Interesting after commenting on the Seven Pillars of Wisdom documentary only the day before, to think of the importance of old culture-bearing books to modern affairs. This time not the US in Iraq, but the Iranians when at war with Iraq, finding their culture under threat, preserved in its verses, repeating what had been done when the Mongols invaded and expelled the Arabs.

Anyway, a fascinating work and an excellent programme on so many levels, where the contributors’ knowledge and enthusiasm take over the whole flow. Melvyn happy to have screeds of ancient Persian read out on air, for their poetic value, notwithstanding the cultural, philosophical and historical value of their content. One for the common “Aryan” heritage pile (in the original rather than perverted sense of the word).

On another level, even academic experts are humans with their own interests and hopes, and all the better for it. I could go on.

Sport – a Moral Vacuum

Interesting – I was in the habit of posting football (soccer) stories for their moral value – especially Chelski, as a morality tale all of its own, but also on football supporter forums where people’s “support” for events displays fascinating turns between loyalty and pure hatred.

Seven Pillars in Iraq

Interesting listening to the excellent BBC R4 documentary “Lawrence of Arabia – Man and Myth by Allan Little. I’m a long time fan of TEL as a humanist moral philosopher and poet, but amazing to hear that his opus Seven Pillars of Wisdom was regularly used by the Americans in Iraq, Gen Petraeus no less, “virtually every briefing meeting” even. Wow.

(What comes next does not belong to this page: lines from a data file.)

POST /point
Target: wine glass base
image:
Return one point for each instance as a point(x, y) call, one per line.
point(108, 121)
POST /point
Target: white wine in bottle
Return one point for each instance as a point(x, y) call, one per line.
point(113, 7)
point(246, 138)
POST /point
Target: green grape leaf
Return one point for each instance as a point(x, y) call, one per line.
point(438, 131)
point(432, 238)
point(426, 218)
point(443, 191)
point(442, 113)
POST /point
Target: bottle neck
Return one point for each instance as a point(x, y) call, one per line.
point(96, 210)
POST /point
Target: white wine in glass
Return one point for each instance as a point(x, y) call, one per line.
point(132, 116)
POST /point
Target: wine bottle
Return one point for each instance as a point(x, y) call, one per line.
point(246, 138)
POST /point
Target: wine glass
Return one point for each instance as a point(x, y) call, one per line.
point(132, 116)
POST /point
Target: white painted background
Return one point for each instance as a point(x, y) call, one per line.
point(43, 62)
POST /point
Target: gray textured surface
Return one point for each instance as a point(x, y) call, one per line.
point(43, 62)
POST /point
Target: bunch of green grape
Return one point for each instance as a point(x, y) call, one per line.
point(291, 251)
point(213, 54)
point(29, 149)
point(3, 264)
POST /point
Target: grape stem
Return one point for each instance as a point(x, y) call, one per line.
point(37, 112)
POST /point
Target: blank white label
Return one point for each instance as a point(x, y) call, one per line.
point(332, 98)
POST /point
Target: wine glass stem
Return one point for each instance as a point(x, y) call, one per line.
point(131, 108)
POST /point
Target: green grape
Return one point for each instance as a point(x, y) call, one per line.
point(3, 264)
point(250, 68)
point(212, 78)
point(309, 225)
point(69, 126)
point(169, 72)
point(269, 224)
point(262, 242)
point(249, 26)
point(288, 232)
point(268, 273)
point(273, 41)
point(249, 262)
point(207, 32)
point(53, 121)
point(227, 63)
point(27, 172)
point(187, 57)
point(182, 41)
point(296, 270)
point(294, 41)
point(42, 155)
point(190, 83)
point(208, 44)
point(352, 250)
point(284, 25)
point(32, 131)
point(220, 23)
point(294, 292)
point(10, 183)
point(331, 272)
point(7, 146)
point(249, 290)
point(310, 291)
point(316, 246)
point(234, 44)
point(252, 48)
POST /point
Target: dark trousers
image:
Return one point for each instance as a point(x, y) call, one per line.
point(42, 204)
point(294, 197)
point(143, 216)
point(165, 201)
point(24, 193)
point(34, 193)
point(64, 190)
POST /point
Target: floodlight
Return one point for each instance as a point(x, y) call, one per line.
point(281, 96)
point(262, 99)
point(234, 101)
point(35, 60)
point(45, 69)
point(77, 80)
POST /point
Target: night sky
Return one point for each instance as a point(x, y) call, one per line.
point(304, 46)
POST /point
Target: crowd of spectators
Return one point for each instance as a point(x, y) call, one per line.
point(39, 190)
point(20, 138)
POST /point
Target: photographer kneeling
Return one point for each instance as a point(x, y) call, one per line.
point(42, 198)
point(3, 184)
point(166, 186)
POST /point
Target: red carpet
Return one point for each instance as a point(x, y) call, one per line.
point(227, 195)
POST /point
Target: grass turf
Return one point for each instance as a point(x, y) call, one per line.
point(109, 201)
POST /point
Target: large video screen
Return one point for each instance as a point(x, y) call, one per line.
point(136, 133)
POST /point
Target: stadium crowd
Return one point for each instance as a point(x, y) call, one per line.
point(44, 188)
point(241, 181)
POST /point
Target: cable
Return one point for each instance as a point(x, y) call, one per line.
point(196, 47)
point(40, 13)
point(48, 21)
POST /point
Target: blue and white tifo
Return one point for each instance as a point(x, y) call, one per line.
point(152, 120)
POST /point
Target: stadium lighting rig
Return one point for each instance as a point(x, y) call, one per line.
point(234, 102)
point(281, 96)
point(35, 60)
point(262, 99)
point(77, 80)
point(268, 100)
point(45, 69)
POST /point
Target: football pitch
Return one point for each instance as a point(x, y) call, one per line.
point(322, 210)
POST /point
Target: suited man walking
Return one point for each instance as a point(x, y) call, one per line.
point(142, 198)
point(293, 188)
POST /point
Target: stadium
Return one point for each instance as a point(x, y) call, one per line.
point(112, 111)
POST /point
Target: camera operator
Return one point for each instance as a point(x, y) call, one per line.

Good to see the significance of TEL being realized at many levels in modern middle-east geo-politics. (And an excellent documentary, BTW.)

TELawrencePeaceMap

Many interesting points, re Armenians, Kurds, Arabs and Iraqis, but one in particular. Palestine as envisaged by TEL was to be for the Palestinian Arabs. Yes, he knew there were plans to grant a zone for Jewish settlement rights – a “homeland” – but the (explicit) point was for Jews to integrate with the natives in their state, not create an independent Israeli state with a Jewish majority dominating and/or excluding the locals. Effing Balfour!

The Nile Population

Saw the main (first) image in this set earlier and was intrigued how dense the light population of the Nile appears. I see in this collection the Nile is in fact now highlighted in a separate image. The relative intensity is amazing.

[Comparing Seoul / S.Korea with N.Korea is also telling, and China with N.Korea too.]

Software UI Engagement

Plausible analysis of why Angry Birds is an engaging user experience. No idea how “scientific” the fact gathering actually was or how the hypotheses / conclusions were actually tested – but plausible and interesting. Might be worth sharing on current project – using response (waiting) times to provide user with opportunity to enlarge their “schema” of knowledge of future use possibilities ?

[via BifRiv]

Extreme Reaction

A bit much maybe, to turn to born-again bible-bashing for spiritual guidance as a young teenager earning £200K a week, but you always felt for the too-worldly-wise 10 year old Angus T Jones playing alongside Charlie Sheen in 2.5 Men for all those years.